Fausto pasó su brazo por el del griego. Menandros pareció desconcertardo por el gesto, pero pronto entendió que lo que Fausto pretendía era evitar que el caos creciente de la ciudad subterránea los separara. Así unidos, emprendieron la marcha hacia la rampa de salida más cercana.

Las noticias ya se habían extendido por todas partes y hordas de personas corrían enloquecidas por el subsuelo de un lado a otro. Aunque su corazón latía con fuerza por el ejercicio, Fausto caminaba tan rápido como podía, arrastrando prácticamente a Menandros con él, utilizando su corpulencia para apartar a cualquiera que les bloqueara el paso.

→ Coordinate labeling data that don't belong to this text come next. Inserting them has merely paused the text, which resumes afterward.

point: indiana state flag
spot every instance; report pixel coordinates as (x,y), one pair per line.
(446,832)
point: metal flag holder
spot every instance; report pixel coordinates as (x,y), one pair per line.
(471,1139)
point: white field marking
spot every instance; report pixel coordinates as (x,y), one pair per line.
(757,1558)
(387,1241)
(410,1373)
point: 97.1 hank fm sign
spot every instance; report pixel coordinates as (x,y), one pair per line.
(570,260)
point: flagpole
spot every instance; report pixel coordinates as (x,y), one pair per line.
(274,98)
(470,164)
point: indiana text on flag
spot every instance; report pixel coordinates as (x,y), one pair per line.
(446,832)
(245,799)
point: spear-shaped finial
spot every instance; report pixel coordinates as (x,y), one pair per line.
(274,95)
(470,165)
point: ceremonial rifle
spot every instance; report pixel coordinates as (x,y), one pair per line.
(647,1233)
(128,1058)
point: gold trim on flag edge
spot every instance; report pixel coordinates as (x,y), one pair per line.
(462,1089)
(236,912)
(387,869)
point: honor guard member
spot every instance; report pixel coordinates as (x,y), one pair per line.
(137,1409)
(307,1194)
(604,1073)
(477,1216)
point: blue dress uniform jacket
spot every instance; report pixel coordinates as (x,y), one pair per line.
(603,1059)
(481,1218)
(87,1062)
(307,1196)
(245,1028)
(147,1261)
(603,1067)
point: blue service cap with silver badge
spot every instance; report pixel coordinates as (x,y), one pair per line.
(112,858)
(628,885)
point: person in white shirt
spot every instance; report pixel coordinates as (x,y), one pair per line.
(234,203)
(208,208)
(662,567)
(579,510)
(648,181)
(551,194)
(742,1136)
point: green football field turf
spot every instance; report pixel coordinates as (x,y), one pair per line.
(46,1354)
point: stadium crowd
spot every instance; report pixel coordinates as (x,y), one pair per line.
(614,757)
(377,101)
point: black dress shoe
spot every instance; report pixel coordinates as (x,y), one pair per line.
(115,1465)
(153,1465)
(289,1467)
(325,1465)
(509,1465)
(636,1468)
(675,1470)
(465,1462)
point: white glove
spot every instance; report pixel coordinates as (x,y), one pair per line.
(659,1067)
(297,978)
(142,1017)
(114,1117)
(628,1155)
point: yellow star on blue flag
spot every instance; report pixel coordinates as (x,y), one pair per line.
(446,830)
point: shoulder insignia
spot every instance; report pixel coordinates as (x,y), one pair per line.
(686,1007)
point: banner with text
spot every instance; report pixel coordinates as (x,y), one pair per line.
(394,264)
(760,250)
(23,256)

«¡El emperador ha muerto!», clamaba el coro interminablemente. «¡El emperador ha muerto!» Cuando salió parpadeando a la luz del sol, Fausto vio el aturdimiento dibujado en cada rostro.

También él se sintió un poco aturdido a pesar de que el fallecimiento del emperador Maximiliano no le había llegado exactamente como un relámpago caído del cielo. Pero el anciano había ocupado el trono durante más de treinta años, uno de los reinados más largos de la historia de Roma, más incluso que el de Augusto; quizá el segundo, sólo por detrás del de su abuelo, el primer Maximiliano. Esos emperadores etruscos eran hombres longevos. Fausto era un mozalbete delgado la última vez que el trono imperial cambió de manos, y aquella vez la sucesión se llevó a cabo sin problemas. El joven y magnífico príncipe que se convertiría en Maximiliano II estaba al lado de su padre moribundo en sus últimos momentos; inmediatamente después, se dirigió al templo de Júpiter Capitolino para recibir el homenaje del Senado y para aceptar las insignias y títulos de su cargo.